It is a novel transformer framework designed to enhance Vision Transformers (ViT) with scale-awareness and refined patch-level feature embeddings. It extracts multiscale features using EfficientNetV2 organizes patches into a graph based on spatial relationships, and refines them with a Graph Attention Network (GAT).
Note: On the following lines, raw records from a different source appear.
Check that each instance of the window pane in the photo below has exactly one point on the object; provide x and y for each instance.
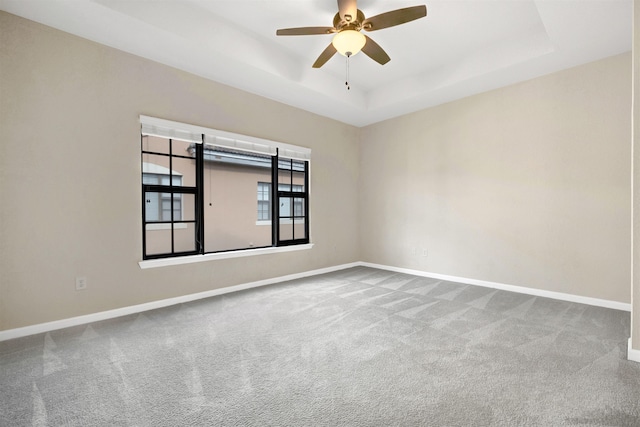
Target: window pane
(232, 206)
(183, 148)
(158, 239)
(155, 164)
(284, 180)
(298, 181)
(299, 228)
(184, 171)
(152, 207)
(285, 207)
(184, 237)
(298, 207)
(187, 206)
(286, 229)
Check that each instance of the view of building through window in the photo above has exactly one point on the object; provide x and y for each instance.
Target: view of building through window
(200, 198)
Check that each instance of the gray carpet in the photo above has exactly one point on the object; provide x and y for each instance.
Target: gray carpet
(358, 347)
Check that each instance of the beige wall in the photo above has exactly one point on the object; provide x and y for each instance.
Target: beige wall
(527, 185)
(70, 175)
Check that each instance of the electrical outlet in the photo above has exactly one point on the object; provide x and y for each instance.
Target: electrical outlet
(81, 283)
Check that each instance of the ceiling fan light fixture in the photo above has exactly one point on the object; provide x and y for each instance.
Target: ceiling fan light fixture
(349, 42)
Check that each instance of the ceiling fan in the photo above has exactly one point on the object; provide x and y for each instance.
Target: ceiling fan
(348, 23)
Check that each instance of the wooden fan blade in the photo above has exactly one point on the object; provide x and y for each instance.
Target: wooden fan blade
(348, 8)
(375, 52)
(395, 17)
(325, 56)
(305, 31)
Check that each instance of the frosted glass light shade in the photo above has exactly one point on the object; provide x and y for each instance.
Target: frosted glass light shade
(348, 42)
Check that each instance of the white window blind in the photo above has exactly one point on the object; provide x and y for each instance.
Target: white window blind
(217, 138)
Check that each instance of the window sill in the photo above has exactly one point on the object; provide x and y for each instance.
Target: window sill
(164, 262)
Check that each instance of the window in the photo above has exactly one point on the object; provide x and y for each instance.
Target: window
(264, 201)
(158, 205)
(199, 191)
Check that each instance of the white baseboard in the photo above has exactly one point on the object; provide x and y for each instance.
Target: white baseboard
(110, 314)
(133, 309)
(633, 355)
(511, 288)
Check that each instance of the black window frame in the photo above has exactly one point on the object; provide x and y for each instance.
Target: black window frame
(198, 154)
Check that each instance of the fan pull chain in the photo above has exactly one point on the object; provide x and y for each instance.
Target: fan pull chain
(347, 82)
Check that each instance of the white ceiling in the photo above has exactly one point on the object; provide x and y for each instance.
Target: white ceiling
(461, 48)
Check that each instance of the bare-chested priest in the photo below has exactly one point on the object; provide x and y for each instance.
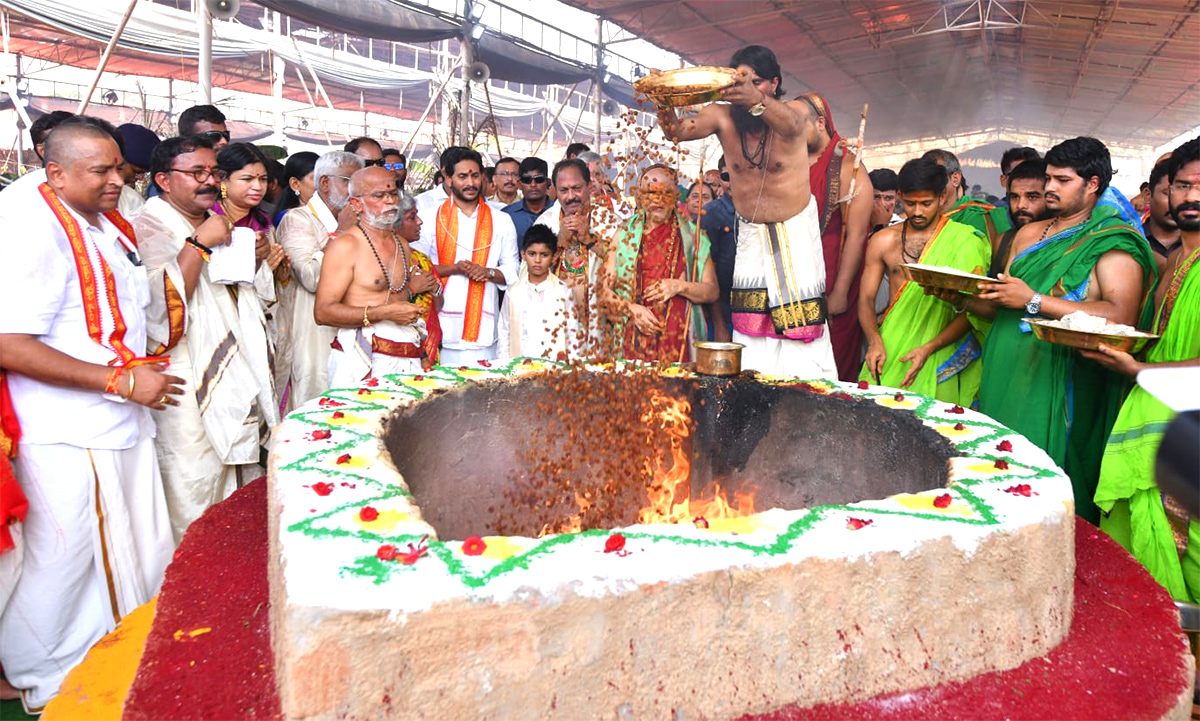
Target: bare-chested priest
(376, 289)
(779, 280)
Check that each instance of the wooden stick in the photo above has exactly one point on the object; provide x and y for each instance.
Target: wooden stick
(853, 178)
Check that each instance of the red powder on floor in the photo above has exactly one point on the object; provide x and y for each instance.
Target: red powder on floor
(219, 582)
(1121, 659)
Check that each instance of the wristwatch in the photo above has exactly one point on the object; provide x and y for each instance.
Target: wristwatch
(1035, 306)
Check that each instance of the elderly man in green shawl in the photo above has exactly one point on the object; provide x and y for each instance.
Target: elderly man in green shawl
(924, 343)
(1090, 258)
(658, 275)
(1156, 529)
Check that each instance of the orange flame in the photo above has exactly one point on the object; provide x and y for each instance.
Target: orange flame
(672, 416)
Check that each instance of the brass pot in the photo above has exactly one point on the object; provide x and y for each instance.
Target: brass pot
(718, 359)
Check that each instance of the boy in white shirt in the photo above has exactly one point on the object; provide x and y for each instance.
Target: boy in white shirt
(538, 317)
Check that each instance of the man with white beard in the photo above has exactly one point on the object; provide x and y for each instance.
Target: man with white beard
(370, 290)
(304, 233)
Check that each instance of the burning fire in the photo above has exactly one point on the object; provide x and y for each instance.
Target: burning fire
(672, 418)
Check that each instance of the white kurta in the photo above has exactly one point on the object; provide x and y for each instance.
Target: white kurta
(538, 320)
(502, 254)
(96, 536)
(304, 232)
(228, 402)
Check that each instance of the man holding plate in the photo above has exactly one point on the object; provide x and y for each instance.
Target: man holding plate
(779, 280)
(1089, 258)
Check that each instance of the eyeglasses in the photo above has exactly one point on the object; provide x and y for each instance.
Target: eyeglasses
(202, 174)
(381, 194)
(214, 136)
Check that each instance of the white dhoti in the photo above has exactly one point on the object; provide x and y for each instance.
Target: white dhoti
(379, 349)
(778, 300)
(97, 541)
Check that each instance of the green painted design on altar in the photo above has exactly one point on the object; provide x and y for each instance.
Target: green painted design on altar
(460, 568)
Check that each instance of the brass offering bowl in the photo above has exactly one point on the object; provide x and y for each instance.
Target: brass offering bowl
(718, 359)
(687, 85)
(1086, 340)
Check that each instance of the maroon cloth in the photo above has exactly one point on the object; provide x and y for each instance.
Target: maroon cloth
(845, 332)
(661, 257)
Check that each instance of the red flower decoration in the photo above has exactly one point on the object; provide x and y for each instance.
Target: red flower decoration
(414, 552)
(473, 546)
(616, 542)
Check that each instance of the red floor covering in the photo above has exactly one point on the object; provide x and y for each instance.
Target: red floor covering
(1121, 659)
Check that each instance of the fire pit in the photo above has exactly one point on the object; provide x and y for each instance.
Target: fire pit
(395, 593)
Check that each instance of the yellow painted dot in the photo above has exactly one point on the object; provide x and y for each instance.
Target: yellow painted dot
(385, 522)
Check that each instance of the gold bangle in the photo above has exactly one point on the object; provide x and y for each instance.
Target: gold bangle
(132, 380)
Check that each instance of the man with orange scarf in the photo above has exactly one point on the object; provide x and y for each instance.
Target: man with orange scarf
(844, 228)
(658, 275)
(72, 340)
(474, 251)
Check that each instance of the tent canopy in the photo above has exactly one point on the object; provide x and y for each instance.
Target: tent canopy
(1125, 72)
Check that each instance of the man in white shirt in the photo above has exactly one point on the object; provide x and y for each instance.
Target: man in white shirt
(214, 331)
(72, 336)
(474, 251)
(304, 232)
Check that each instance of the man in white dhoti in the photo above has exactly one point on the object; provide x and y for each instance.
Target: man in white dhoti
(72, 340)
(585, 230)
(215, 335)
(779, 284)
(474, 251)
(377, 290)
(304, 232)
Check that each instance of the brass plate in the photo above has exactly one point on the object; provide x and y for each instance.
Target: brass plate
(1087, 341)
(687, 85)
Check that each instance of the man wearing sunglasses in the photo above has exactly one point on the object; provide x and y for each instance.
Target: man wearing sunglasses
(534, 179)
(366, 149)
(210, 437)
(779, 281)
(207, 121)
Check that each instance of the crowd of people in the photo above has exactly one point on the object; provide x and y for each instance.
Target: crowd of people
(171, 300)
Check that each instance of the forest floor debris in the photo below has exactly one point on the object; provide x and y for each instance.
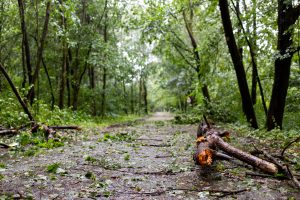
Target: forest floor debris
(149, 159)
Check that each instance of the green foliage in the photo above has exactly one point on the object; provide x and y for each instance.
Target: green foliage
(53, 167)
(90, 159)
(127, 157)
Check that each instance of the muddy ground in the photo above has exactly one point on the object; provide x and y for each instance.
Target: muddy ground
(150, 159)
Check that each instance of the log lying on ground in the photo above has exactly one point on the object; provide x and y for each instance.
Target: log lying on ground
(8, 132)
(211, 141)
(49, 131)
(65, 127)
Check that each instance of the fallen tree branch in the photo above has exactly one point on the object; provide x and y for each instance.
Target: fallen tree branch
(288, 145)
(5, 146)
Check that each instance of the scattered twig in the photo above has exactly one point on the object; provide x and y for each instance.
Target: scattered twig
(283, 168)
(156, 145)
(150, 139)
(288, 145)
(297, 183)
(65, 127)
(5, 146)
(206, 121)
(160, 192)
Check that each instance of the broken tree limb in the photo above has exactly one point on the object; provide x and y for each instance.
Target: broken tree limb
(243, 156)
(208, 145)
(24, 106)
(9, 132)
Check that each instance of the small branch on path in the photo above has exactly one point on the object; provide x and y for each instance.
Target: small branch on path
(288, 145)
(150, 139)
(9, 132)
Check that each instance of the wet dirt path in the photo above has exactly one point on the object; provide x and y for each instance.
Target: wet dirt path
(146, 160)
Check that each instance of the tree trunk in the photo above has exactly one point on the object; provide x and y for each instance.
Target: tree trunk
(132, 98)
(92, 87)
(40, 52)
(24, 66)
(26, 46)
(24, 106)
(144, 96)
(69, 59)
(209, 141)
(188, 25)
(238, 64)
(63, 74)
(254, 69)
(287, 16)
(253, 54)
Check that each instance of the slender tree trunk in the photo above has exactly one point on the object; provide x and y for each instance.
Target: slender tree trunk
(63, 74)
(104, 76)
(188, 25)
(144, 96)
(238, 64)
(69, 60)
(50, 84)
(253, 54)
(287, 16)
(24, 66)
(26, 45)
(124, 97)
(92, 87)
(25, 108)
(40, 51)
(103, 95)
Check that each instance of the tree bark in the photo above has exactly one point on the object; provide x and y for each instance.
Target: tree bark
(24, 106)
(287, 16)
(238, 64)
(26, 44)
(50, 84)
(40, 52)
(62, 84)
(209, 141)
(188, 25)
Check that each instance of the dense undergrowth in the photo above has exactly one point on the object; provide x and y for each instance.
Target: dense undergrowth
(31, 144)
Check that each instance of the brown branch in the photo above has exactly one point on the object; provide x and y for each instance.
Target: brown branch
(297, 183)
(65, 127)
(24, 106)
(282, 168)
(288, 145)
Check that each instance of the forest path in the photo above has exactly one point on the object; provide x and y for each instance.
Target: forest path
(144, 160)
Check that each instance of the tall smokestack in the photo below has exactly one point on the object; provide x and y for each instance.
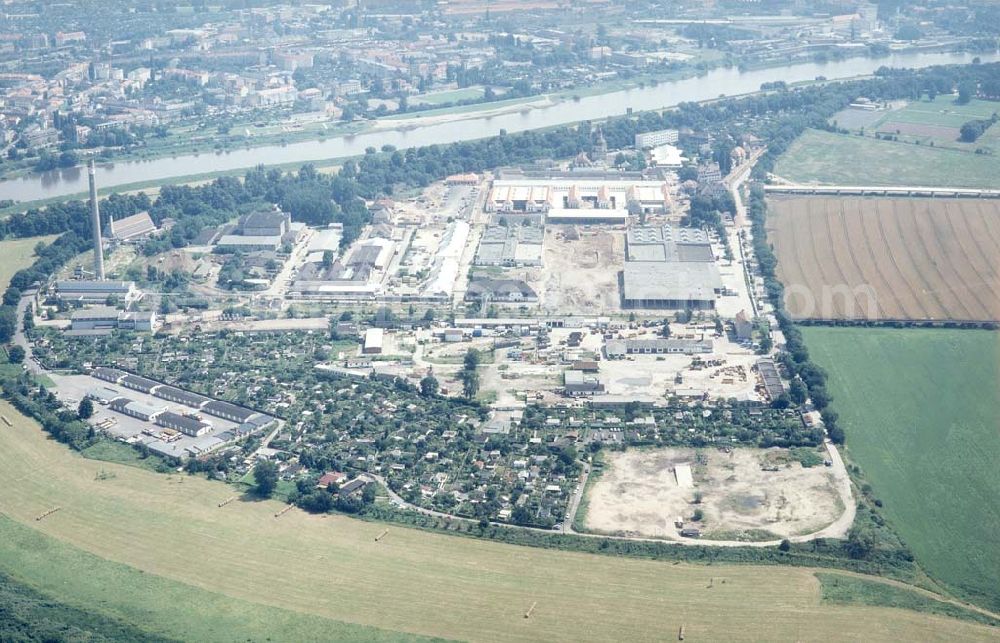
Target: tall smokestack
(95, 219)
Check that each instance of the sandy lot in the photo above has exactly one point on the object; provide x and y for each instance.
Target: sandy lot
(863, 258)
(638, 494)
(580, 275)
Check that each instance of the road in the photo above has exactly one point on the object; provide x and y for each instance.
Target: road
(574, 502)
(733, 181)
(20, 339)
(883, 190)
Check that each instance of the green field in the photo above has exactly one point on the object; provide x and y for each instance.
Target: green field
(920, 411)
(452, 96)
(839, 159)
(17, 254)
(942, 111)
(157, 550)
(153, 604)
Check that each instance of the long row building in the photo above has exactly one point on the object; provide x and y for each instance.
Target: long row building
(669, 267)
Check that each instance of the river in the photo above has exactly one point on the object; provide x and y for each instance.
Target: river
(666, 94)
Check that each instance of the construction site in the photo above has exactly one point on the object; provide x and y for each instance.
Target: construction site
(732, 494)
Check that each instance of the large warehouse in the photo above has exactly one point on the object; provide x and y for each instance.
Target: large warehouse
(587, 194)
(669, 267)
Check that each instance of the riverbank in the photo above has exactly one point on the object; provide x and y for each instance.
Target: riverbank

A Transformer encoder then integrates these embeddings globally, capturing long-range dependencies for comprehensive image understanding.
### Model Architecture

_Image source: [SAG-ViT: A Scale-Aware, High-Fidelity Patching Approach with Graph Attention for Vision Transformers](https://arxiv.org/abs/2411.09420)_
### Usage
SAG-ViT expect input images normalized in the same way,
i.e. mini-batches of 3-channel RGB images of shape `(N, 3, H, W)`, where `N` is the number of images, `H` and `W` are expected to be at least `49` pixels.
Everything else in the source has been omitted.